Looking at Applicant's survey, the TTAB had a number of problems. The survey expert did not screen for consumers who are knowledgeable in the Russian language, and so there is "no way of knowing whether the views of this significant subset of potential purchasers was properly represented in the survey because Dr. Wind made no effort to include them." Therefore the survey results are not probative.

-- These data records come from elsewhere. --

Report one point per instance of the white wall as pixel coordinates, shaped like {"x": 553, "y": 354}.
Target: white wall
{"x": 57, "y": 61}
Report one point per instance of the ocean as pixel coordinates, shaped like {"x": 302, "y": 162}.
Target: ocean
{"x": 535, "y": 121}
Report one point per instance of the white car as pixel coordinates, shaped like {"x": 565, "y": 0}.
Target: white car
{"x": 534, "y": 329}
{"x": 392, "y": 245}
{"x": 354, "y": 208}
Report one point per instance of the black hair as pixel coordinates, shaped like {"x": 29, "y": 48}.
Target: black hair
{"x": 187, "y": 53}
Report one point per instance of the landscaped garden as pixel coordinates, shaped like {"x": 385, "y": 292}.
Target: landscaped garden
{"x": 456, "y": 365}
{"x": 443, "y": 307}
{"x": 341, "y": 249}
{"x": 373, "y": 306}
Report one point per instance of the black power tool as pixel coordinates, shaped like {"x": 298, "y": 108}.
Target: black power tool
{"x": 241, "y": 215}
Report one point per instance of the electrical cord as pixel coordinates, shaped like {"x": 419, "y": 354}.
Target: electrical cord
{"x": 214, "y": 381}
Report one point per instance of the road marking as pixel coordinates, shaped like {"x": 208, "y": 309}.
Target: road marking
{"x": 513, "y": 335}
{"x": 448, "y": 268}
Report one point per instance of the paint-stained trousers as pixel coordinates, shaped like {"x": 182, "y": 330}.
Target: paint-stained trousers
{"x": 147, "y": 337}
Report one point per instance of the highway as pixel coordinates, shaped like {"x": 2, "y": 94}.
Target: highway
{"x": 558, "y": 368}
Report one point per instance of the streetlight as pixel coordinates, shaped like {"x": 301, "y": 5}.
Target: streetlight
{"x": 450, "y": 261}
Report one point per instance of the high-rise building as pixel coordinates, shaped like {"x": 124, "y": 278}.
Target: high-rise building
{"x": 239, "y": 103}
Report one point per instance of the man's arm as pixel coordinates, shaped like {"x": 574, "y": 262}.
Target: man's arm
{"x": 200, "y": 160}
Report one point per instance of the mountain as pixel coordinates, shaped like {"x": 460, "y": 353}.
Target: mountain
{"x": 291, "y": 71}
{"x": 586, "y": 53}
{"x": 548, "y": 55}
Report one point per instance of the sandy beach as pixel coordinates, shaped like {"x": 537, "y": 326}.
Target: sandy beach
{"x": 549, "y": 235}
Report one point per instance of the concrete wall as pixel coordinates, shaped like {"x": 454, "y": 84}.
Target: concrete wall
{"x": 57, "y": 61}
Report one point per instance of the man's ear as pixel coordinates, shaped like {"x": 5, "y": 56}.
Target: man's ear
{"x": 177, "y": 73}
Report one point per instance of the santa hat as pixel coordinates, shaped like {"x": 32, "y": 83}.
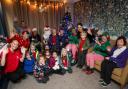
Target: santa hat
{"x": 34, "y": 29}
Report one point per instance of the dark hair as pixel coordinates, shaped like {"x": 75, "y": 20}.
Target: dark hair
{"x": 80, "y": 24}
{"x": 123, "y": 38}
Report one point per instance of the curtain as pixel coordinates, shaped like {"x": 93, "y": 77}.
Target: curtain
{"x": 51, "y": 16}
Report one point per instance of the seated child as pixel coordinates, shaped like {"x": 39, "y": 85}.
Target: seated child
{"x": 29, "y": 63}
{"x": 39, "y": 71}
{"x": 66, "y": 62}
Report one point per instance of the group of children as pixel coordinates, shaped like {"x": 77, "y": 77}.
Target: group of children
{"x": 58, "y": 52}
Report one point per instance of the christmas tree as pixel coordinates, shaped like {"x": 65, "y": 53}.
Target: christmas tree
{"x": 66, "y": 22}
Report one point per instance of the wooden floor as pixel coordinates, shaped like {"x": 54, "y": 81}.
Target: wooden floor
{"x": 77, "y": 80}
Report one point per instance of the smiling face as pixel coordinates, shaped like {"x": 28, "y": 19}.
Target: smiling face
{"x": 54, "y": 32}
{"x": 61, "y": 32}
{"x": 42, "y": 61}
{"x": 32, "y": 48}
{"x": 83, "y": 35}
{"x": 25, "y": 35}
{"x": 80, "y": 28}
{"x": 104, "y": 39}
{"x": 54, "y": 55}
{"x": 14, "y": 45}
{"x": 28, "y": 56}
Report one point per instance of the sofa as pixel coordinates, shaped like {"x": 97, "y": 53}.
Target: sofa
{"x": 120, "y": 75}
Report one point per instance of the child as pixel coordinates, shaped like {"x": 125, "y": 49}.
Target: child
{"x": 56, "y": 64}
{"x": 99, "y": 52}
{"x": 66, "y": 61}
{"x": 63, "y": 39}
{"x": 53, "y": 42}
{"x": 34, "y": 52}
{"x": 73, "y": 42}
{"x": 82, "y": 49}
{"x": 39, "y": 71}
{"x": 47, "y": 33}
{"x": 28, "y": 64}
{"x": 117, "y": 59}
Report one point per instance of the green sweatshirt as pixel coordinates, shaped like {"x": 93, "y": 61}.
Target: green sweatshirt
{"x": 102, "y": 50}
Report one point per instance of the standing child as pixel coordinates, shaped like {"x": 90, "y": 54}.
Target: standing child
{"x": 82, "y": 49}
{"x": 73, "y": 43}
{"x": 53, "y": 42}
{"x": 56, "y": 64}
{"x": 66, "y": 61}
{"x": 99, "y": 52}
{"x": 34, "y": 52}
{"x": 28, "y": 64}
{"x": 63, "y": 39}
{"x": 39, "y": 71}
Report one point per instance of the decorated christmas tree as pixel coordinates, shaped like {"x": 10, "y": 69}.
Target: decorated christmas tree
{"x": 66, "y": 21}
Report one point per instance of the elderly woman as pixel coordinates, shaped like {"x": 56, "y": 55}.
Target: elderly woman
{"x": 117, "y": 59}
{"x": 11, "y": 60}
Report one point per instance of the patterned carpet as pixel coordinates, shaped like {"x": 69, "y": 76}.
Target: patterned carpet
{"x": 77, "y": 80}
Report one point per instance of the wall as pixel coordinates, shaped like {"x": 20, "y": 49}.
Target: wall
{"x": 107, "y": 15}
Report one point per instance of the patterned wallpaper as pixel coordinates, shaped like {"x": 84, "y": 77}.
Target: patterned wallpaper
{"x": 107, "y": 15}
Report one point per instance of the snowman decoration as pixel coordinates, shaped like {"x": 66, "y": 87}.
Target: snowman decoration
{"x": 47, "y": 33}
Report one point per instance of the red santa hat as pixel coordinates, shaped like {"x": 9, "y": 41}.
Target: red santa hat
{"x": 34, "y": 29}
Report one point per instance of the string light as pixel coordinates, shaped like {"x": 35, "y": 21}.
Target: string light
{"x": 28, "y": 2}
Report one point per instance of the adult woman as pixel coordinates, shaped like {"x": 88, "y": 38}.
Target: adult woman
{"x": 12, "y": 58}
{"x": 99, "y": 52}
{"x": 117, "y": 59}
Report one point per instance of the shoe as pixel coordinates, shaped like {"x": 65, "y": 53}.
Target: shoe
{"x": 89, "y": 72}
{"x": 101, "y": 81}
{"x": 104, "y": 84}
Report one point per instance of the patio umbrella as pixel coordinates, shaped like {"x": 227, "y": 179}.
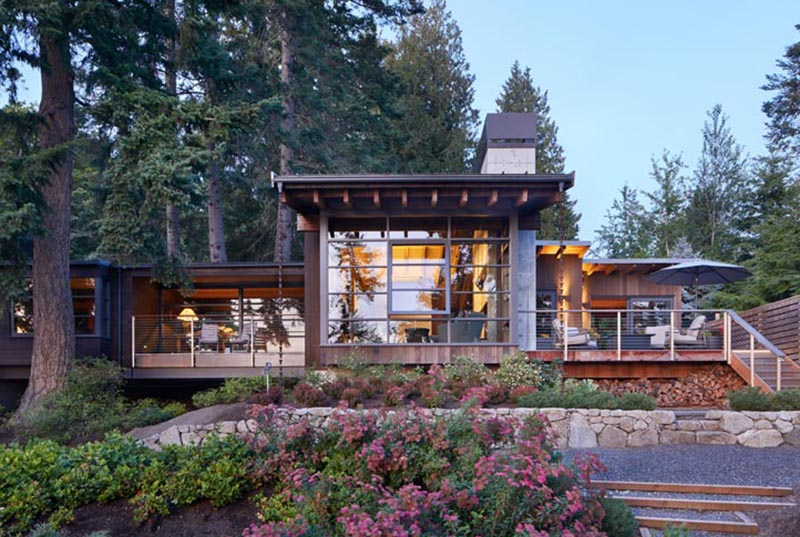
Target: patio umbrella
{"x": 697, "y": 273}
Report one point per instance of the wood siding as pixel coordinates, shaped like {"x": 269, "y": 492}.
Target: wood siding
{"x": 779, "y": 322}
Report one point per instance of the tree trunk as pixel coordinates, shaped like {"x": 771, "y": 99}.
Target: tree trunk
{"x": 283, "y": 232}
{"x": 171, "y": 81}
{"x": 53, "y": 320}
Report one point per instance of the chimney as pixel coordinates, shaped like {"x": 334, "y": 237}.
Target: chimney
{"x": 508, "y": 144}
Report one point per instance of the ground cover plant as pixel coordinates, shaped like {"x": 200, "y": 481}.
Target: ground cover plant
{"x": 91, "y": 404}
{"x": 370, "y": 473}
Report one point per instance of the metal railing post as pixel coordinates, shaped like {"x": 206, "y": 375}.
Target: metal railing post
{"x": 191, "y": 340}
{"x": 252, "y": 344}
{"x": 133, "y": 342}
{"x": 672, "y": 335}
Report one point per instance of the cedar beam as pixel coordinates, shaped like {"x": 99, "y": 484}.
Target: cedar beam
{"x": 492, "y": 199}
{"x": 462, "y": 202}
{"x": 318, "y": 200}
{"x": 523, "y": 198}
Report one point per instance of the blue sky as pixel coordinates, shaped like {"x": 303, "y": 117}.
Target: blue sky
{"x": 628, "y": 79}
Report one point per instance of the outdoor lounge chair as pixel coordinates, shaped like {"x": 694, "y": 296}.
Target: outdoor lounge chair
{"x": 575, "y": 336}
{"x": 209, "y": 337}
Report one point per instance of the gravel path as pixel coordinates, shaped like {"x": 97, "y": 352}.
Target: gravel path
{"x": 725, "y": 465}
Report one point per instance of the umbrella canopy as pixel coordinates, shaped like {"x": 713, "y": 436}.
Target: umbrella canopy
{"x": 697, "y": 273}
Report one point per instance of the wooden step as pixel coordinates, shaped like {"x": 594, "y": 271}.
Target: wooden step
{"x": 692, "y": 488}
{"x": 700, "y": 505}
{"x": 717, "y": 526}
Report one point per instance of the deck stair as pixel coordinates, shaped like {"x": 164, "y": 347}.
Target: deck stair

Moreover, even assuming that the survey universe were proper, the survey was still "not persuasive or probative of any issue in this case." Applicant "did not even test for whether the mark would be translated." And the Board disagreed with the interpretation of the results [that only 2.6 percent of respondents believe that MOSKOVSKAYA vodka is made in Moscow]. In any case, a mall survey is entitled to limited probative weight because "it is not based on a random sample and the results cannot be projected to the entire universe of relevant purchasers." And the survey's question that purportedly tested for materiality was also improperly designed.

The Board concluded that Applicant had failed to overcome the PTO's prima facie showing, and so the refusal was affirmed.

TTABlog comment: I, too, was confused by Palm Bay, as I stated several times. (e.g., here and here). The CAFC's handling of the equivalents issue was more confusing than enlightening.

But if the CAFC meant what the TTAB now says it meant, i.e., that the relevant purchaser is the average American consumer who is knowledgeable in the foreign language, why did the CAFC agree that "VEUVE ROYALE" would not be translated into English? It didn't give any reasons. It didn't say whether the TTAB applied the wrong test or simply got the wrong result.

Moreover, this whole idea of "stop and translate" is troublesome to me. If someone is knowledgeable in the foreign language, would he or she translate the phrase into English at all? Wouldn't he or she just recognize the meaning without making any translation?

Update: On April 8, 2008, this decision was appealed to the CAFC.